Certain documents and other records of the Company must be retained for various periods of time under legal and regulatory requirements. All records of the Company should be maintained in accordance with the Company’s record retention guidelines. In any event, you must not destroy, shred or alter records that are in any way related to a threatened, imminent or pending legal or administrative proceeding, litigation, audit or investigation. Employees who become aware of such a proceeding, litigation, audit or investigation must immediately contact a senior officer of the Company. Employees should consult their supervisor or a Company officer for questions related to the Company’s record retention guidelines or the propriety of disposing of a Company document or record.

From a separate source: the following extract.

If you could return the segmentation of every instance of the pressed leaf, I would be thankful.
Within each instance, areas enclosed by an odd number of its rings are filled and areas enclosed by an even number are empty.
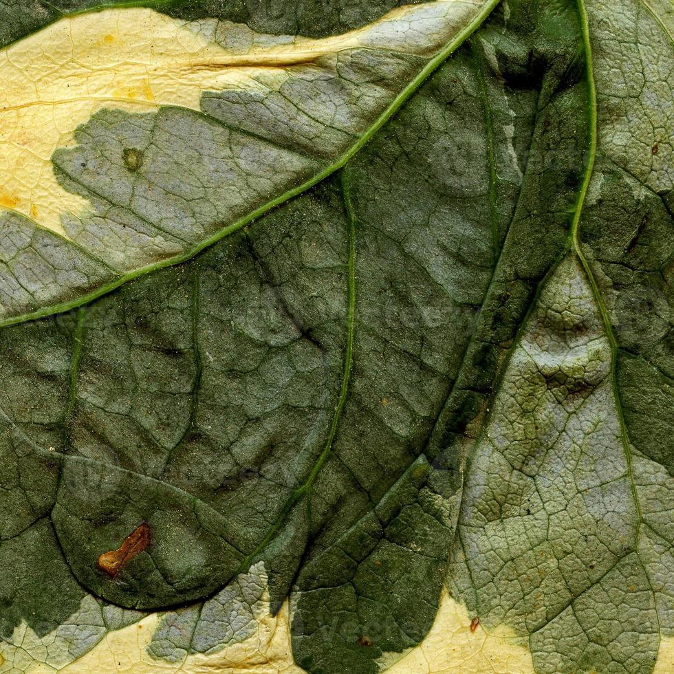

XIII. Quality of Public Disclosure 

The Company is committed to providing information about the Company to the public in a manner that is consistent with all applicable legal and regulatory requirements and that promotes investor confidence by facilitating fair, orderly, and efficient behavior. The Company’s reports and documents filed with or submitted to securities regulators in Canada, and the Company’s other public communications, must include full, fair, accurate, timely, and understandable disclosure. All employees who are involved in the Company’s disclosure process, including senior officers, are responsible for using their best efforts to ensure that the Company meets such requirements. Employees are prohibited from knowingly misrepresenting, omitting or causing others to misrepresent or omit, material information about the Company to others, including the Company’s independent auditors.

XIV. Enforcement 

The Company’s management is charged by the Board of Directors with ensuring that this Code and the Company’s corporate policies will govern, without exception, all business activities of the Company.

A. Waivers of the Code

In certain extraordinary situations, a waiver of a provision of the Code may be granted. Any waiver of the Code for executive officers or directors may be made only by the Company’s Board of Directors or the Audit Committee of the Board of Directors. Waivers will be promptly disclosed as required by applicable laws and regulations.

B. Violations of the Code

Violations of the Code will not be tolerated by the Company. Reported violations or apparent violations will be reviewed by Company management and appropriate disciplinary action will be taken, up to and including termination of employment or service with the Company.

C.   Disciplinary process

All employees are required to comply with company’s policy and ethical requirements as described above. Failure to do so shall result in the Company imposing such disciplinary measures as it, in its sole discretion, may deem fit up to and including termination of employment for cause, in accordance with applicable local laws.

The Company will review this Code from time to time and, if necessary, make appropriate additions or changes.